Friday, March 25, 2011

Good Ole Days

These are those.  You know, the good ole days?  The days you hear people talk about when they are normally referring to high school.  (You all have heard my spill on that before.  Throw your family under the bus, why don't you?  Unless, of course, you married your High School sweetheart, then you are allowed to include high school in your good ole days.  Anyway...) I'm plenty glad to be out of high school... and plenty glad to be enjoying my life with my family. 

And Skate Zone - is ultimately - where my family started.  Sad, isn't it? :)  Back in high school (still not my 'good ole days') a good mutual friend introduced Aaron and I.  Fast forward through some church specials and a Florida mission trip, and Aaron and I were ICQing quite a bit.  (Yep, all of you youth kids have no idea what that even is.)  There was never 'that' kind of connection in the early years of our friendship.  In fact, he moved from friend, to employer, to youth pastor fairly quickly.  So - with 'employer' being mentioned... Aaron and I spent a lot of time at good ole Skate Zone. 

There is SO much I remember from that place:

I remember Aaron and Lance taping me to the pole in the middle of the skating floor.

I remember hanging out with Rachel, and the guys playing washers in the aisle. 

I remember watching hockey, and then attempting to play hockey.

I remember the cherry vanilla fruitopias we sold... *cough cough* stole... before we went swimming at the Morris'.

I remember Carrie B. getting down to 'Wobble wobble, shaky shaky' :)

And stealing Aaron's Chinese food from his office.

I remember Jason Reid jumping the skate counter. 

And late night trips to Steak n Shake after work.

I can remember the way it smelled, the games we played, how my work shirt 'fit', and the combination to the moneybox.  (Duh, that one's easy.)

And trolli burgers / dogs... yeah, Aaron just bought those for us.

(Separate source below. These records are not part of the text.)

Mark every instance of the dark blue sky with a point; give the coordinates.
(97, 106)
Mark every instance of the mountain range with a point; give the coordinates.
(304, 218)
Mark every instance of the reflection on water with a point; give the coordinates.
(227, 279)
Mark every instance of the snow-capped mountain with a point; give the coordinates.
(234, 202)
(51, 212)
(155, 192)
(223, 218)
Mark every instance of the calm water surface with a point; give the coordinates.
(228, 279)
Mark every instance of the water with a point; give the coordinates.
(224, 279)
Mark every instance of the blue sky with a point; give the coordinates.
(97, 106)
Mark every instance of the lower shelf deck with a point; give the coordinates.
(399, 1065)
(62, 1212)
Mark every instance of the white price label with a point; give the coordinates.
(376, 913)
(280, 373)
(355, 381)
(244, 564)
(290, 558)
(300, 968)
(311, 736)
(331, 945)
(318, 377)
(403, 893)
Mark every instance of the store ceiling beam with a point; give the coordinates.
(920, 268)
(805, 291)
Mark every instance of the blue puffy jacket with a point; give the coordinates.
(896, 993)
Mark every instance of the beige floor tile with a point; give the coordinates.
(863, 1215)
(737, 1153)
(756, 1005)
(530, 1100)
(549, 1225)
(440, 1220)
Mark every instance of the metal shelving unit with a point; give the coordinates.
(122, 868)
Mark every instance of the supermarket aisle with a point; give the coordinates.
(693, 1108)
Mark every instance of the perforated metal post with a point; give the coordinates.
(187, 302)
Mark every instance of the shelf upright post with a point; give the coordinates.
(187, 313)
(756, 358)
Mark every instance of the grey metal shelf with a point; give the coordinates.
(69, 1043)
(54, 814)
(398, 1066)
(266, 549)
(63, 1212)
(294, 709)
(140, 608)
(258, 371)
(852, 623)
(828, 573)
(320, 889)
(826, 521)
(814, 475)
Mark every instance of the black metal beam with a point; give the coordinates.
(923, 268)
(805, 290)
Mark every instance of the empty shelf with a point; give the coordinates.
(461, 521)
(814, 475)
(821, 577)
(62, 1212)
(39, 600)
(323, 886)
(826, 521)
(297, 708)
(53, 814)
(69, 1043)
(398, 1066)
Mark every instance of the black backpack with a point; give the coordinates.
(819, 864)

I can even hear the 'tap tap tapping' of quarters on the snack bar counter and the squealing of Zeke's boxing glove before it went bouncing across the rink with Zeke scooting after it trying to stop on the floor.  

We had the best dj's ever - Mabel, Radar, Aaron.

Then I can remember Aaron skating with Jayden when he was little bitty, shooting pucks into little bitty goals.  I can remember watching Aaron during sessions trying to teach someone to skate, or, at the beginning, helping me skate.  (What a great excuse to hold his hand ;)

And then we blinked, the rink got yanked from under him (turned out to be a God thing), we were married, and now we have two kids.  (It really just happened that fast!) 

And Tuesday we had the opportunity to take our first born skating, in that same rink, for the first time. 

Now I must say - for me to have not been hormonal at all during or after my pregnancy with Bryton - I've been completely the opposite with Ansley.   The only saving grace has been that I realize how emotional I've been.  That being said, even just walking in the door and smelling the familiar smell, but the feel being so 'different' brought tears to my eyes.  Even the 'creak' of the door felt familiar.  It was a 'good' familiar. 

So walking up to the skate counter, getting Bryton skates, and putting them on my son's feet to go skate with his daddy was kind of a wonderfully bitter sweet moment. 

I'm thankful for the reminder of my and Aaron's 'beginning'.  I'm glad the carpet and the back wall are the same.  I'm thankful, even, for the smell being the same.  I'm thankful for some of the same games played, for some of the same music played, etc. 

But more than anything, I'm thankful for the little boy that got to skate with the same person who was the reason that I loved the rink, and even more thankful that person happens to be his daddy. 

Sure - those were the 'good ole days', because they led me to these days... the days of interrupted sleep, strict budgets, and just the greatest blessings God has ever given.  These are the great days...

For that reason, Skate Zone will always have a special place in my heart.